The US$10 million investment is an extension of a 2019 agreement between Rio Tinto, China Baowu and Tsinghua University to develop and implement new methods to reduce carbon emissions in the steel supply chain. The money will be used to fund the joint establishment of a Low Carbon Raw Materials Preparation R&D Centre to develop lower carbon ore preparation processes.
It will go towards paying for work on carbon dioxide utilisation at the China Baowu Low Carbon Metallurgical Innovation Centre, which is researching new technologies to create a low-carbon steel industry.
“This investment with our partners at China Baowu is an important step in our climate partnership,” Rio Tinto CEO Jean-Sebastien Jacques said in a press release, while indicating that the partners had already identified specific projects that could produce significant carbon-reduction solutions.
Baowu chairman Chen Derong said the Chinese steel industry has reached a consensus that global climate change is a priority, but it will require “collective action” from all parties – both upstream and downstream – in the supply chain.
Rio’s investment announcement comes at a delicate time in the industry, with soaring iron ore prices continuing to put pressure on steel mill margins.
Last week, it hit a record high of nearly US$160 a tonne, about twice the price at the start of the year.
The CISA voiced concerns that the current pricing was not conducive to the steel supply chain, questioning miners about reductions in shipments, and calling on Chinese regulators to investigate bullish iron ore derivatives trading on the Dalian Commodity Exchange that could be affecting the price of iron ore.
Baowu and its Baoshan subsidiary, another big steelmaker, have so far been able to mitigate the high iron ore prices as a result of their larger size and negotiating power on iron ore purchases, but the same could not be said for smaller steel mills, analysts said.
“Rising steel prices and the company’s competitive cost structure have helped offset the high iron ore prices so far this year,” S&P Global Ratings said in a note.
“Baowu’s large procurement volumes and stable relationships with suppliers offer the company a cost edge over smaller steel mills.
“As the largest steel mill in the world, Baowu’s strong market position will bolster its pricing power and ability to pass higher raw material costs to end-users, in our view,” the note added.

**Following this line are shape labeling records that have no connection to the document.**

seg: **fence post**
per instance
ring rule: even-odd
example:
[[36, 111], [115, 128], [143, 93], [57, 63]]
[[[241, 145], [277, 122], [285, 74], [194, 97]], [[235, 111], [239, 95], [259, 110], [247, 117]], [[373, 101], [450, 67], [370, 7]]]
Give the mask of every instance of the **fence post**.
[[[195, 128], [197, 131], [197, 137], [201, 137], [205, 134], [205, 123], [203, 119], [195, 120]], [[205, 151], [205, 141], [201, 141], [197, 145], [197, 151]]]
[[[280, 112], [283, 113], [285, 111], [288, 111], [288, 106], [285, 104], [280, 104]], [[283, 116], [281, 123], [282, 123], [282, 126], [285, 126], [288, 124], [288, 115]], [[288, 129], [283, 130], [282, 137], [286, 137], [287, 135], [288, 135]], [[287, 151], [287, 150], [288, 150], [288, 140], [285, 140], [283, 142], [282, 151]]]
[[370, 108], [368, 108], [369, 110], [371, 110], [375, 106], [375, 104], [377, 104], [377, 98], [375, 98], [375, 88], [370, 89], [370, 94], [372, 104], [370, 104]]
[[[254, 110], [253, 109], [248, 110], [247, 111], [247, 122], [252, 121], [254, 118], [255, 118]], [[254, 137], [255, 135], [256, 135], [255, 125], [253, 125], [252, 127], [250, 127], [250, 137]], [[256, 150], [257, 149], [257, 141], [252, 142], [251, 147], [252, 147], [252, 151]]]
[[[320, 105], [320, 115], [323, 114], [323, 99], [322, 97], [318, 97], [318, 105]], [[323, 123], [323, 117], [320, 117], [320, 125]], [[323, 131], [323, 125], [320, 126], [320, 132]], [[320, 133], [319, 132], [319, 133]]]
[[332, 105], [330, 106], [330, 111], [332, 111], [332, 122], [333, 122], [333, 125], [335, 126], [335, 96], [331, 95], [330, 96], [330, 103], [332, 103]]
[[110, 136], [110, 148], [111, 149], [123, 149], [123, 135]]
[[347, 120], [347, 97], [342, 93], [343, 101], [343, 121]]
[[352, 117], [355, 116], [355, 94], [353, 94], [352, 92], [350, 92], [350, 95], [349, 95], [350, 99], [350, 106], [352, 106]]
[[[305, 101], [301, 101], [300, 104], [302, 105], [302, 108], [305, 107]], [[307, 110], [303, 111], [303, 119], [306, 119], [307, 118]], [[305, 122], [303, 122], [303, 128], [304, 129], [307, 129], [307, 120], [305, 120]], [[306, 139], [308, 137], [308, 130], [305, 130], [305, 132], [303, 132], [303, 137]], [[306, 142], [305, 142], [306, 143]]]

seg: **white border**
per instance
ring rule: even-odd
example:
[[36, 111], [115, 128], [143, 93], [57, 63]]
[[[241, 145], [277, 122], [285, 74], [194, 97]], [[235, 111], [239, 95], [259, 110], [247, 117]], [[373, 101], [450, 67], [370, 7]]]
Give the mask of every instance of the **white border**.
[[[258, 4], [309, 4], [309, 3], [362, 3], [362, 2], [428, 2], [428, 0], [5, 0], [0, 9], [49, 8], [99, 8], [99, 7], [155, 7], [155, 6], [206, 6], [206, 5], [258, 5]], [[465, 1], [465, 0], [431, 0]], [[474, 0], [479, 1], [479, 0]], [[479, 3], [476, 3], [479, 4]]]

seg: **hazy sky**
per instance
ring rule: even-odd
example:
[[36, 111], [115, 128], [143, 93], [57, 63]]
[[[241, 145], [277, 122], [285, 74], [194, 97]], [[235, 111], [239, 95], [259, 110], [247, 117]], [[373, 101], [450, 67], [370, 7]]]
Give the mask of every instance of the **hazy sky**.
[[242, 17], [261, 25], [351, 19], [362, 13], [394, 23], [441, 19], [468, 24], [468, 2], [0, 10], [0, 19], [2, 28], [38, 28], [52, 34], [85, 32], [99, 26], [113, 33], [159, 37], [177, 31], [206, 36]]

Baoshan, too, would piggyback on its parent Baowu’s large raw material procurement and get similar discounts, S&P said.
Australia ditched diplomacy for ‘adversarial approach’ to China and ‘a pat on the head’ from US
Both countries are dependent on each other for the supply and purchase of the steelmaking material. About 60 per cent of the China’s iron ore imports come from Australia, and Australia sells about 80 per cent of its iron ore to China.
The most recent official Australian figures put the total value of its iron ore trade with China at A$84.9 billion (US$64.2 billion), for the July 2019 to June 2020 period.
Australian Senator and former resources minister Matt Canavan earlier this week called for the imposition of a levy on iron ore to China in retaliation against China’s trade actions.
“The funds raised can be used to compensate the Australian industries harmed by China’s actions,” he said in an opinion piece published in The Australian.
“We could then signal that every time China takes further action against Australian exporters, the levy would go up. We could signal that the levy would be removed if China ended its unjustified trade restrictions.”
When asked whether the Australian government would consider the move, resources minister Keith Pitt did not warm to that idea in an interview with the Australian Broadcasting Corporation, saying instead that the government would stick to working under a rules-based system and would adhere to all of its World Trade Organization and bilateral trade commitments.